As unnerved as I was by this–feeling that short-term street retreats brought attention to homelessness and then laughed in its face–I remained curious. In March, I asked to go on one of Glassman’s street retreats, and I received an invitation from Grover Gauntt for a weekend in the city.

“Participants will live on the streets of New York,” he wrote, “experiencing homelessness first-hand, having to beg for money, find places to get food, shelter, to use the bathroom, etc. By bearing witness to homelessness, we begin to see our prejudices directly, to recognize our common humanness.”

I admit that I liked the idea of myself unshaven, dressed in old clothes, and armed with plastic bags to collect food. I was excited about “Bearing Witness” to suffering in society not merely by observing the homeless, but by becoming one of their number.

Then I read the small print– total cost of the three days down and out? Three hundred dollars. I couldn’t afford to be homeless.
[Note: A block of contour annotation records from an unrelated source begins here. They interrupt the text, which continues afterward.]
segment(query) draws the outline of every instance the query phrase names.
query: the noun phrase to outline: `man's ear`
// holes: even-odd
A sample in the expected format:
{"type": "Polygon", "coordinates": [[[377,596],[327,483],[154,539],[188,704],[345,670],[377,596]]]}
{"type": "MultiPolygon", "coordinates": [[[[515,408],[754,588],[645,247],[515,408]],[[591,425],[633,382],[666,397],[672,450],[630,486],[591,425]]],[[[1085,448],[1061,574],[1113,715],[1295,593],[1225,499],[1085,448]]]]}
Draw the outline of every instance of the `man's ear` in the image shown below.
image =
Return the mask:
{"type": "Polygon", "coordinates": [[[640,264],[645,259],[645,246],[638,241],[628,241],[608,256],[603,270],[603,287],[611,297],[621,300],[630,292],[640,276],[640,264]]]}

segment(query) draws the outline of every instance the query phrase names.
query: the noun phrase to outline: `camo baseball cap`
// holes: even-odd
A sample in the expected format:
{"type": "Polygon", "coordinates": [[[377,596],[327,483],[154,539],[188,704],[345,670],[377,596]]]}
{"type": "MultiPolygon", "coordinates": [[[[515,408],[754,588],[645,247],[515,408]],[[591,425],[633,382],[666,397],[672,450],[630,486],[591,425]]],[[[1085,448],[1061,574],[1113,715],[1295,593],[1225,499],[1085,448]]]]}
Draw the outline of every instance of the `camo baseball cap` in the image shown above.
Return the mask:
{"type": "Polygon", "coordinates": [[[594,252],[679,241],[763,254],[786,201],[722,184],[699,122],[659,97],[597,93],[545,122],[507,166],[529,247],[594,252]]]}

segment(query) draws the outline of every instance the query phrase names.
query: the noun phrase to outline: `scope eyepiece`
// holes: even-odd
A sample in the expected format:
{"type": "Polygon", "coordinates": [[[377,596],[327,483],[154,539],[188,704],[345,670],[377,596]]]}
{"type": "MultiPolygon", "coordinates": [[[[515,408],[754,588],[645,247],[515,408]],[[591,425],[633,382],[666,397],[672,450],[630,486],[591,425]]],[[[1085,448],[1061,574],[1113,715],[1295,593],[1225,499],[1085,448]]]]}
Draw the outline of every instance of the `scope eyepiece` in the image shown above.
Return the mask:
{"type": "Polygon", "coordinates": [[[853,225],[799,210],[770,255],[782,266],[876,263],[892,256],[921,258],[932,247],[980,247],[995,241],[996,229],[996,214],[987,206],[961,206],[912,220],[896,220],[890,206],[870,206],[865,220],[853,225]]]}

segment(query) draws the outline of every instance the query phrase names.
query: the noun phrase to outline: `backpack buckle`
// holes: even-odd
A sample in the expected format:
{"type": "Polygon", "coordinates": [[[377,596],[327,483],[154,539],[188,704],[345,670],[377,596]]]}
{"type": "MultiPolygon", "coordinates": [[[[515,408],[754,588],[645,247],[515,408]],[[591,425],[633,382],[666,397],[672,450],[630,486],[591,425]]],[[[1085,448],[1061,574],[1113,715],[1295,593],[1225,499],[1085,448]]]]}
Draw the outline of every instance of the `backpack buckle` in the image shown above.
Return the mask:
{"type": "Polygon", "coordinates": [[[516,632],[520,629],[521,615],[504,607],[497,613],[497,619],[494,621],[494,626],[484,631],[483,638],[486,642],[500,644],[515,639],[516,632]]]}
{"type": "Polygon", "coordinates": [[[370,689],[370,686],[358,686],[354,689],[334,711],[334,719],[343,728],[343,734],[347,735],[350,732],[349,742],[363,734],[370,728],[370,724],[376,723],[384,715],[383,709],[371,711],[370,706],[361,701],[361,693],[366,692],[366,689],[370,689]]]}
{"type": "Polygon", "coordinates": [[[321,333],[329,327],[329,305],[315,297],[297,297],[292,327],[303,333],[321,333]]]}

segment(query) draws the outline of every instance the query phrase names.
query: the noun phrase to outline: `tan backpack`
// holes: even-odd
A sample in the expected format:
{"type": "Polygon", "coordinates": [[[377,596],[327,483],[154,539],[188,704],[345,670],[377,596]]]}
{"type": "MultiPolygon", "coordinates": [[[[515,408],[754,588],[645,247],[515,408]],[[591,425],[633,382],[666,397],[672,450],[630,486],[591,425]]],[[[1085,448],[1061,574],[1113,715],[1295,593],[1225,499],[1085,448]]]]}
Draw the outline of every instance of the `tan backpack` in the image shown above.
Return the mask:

So I returned to my daily grind. I slung coffees, made lattes, and abandoned my dreams of life on the streets, until Grover Gauntt sent me another invitation. “Hope Spring is in the air where you are,” he wrote invitingly from New York.

My job at the coffee shop was wearing thin. Homelessness had never sounded so good, but I was still broke, so I wrote to Grover: “I have been considering attending the retreat, but I think three hundred dollars is a bit steep.” In lieu of the fee, I offered to cover the retreat as a journalist. I suggested that the free publicity would more than pay for my tuition.

Grover replied:

Dear Peter,

Thank you for your response. Our experience has been that journalist participants tend to skew the energy as they don’t fully participate–but observe, objectify, and interview. If you planned to write about it–we would kindly ask you not to participate. I am not open to an interview. Interviews have never resulted in anything I was proud to see in print. I wish you well in all you do.

Please take good care,

Grover

Grover killed my story and woke me up. It surprised me at the time, but the more I think about it, the more I realize it shouldn’t have come as a shock.

After one retreat a year ago, British papers headlined, “Hobo holidays anger charities.” They reported that the group had been threatened with arrests for posing as a crowd of the homeless. Another reporter, in Colorado, spent time on the streets, and said that members of the group had met a homeless man named Jesus–who saved their lives. When the reporter spoke with Grover Gauntt, Gaunt said, “Getting personally enlightened is kind of an oxymoron. Enlightenment is really a diminishing of the difference between oneself and others.”

So then what exactly is the point–for Grover or for me?

My attempt to cover an educated, middle-class descent into poverty was nothing new. From Agee and Ehrenreich to hippie communards and New Left journalists, the downwardly mobile–writers, bohemians, and postmodern Buddhists–have never really exposed much more than personal desire, often a desire to become classless. Who needs a retreat to experience poverty? After all, the streets have always been full of the poor. It’s nearly impossible to walk around without bearing witness to homelessness, class difference, and poverty.

That knowledge carries a burden of guilt, and an experience like a street retreat actually relieves it.

I haven’t heard back from Grover Gauntt about his retreat, but I think I missed the point. Maybe street retreats were not intended to reveal poverty at all, but actually to alleviate the shame of being middle-class, socially aware, and culpable. Not quite what was I was looking for.

One photograph of Bernie Glassman in the Bowery shows him wearing suspenders and a smile. He reclines on a wall under some scaffolding, a lit cigar resting on his knee. A wandering street dweller. One hundred dollars a night.

Peter Smith studied journalism at Hampshire College in Amherst, Massachusetts, where he completed a narrative from which this rant has been adapted. He works weekends, and writes freelance.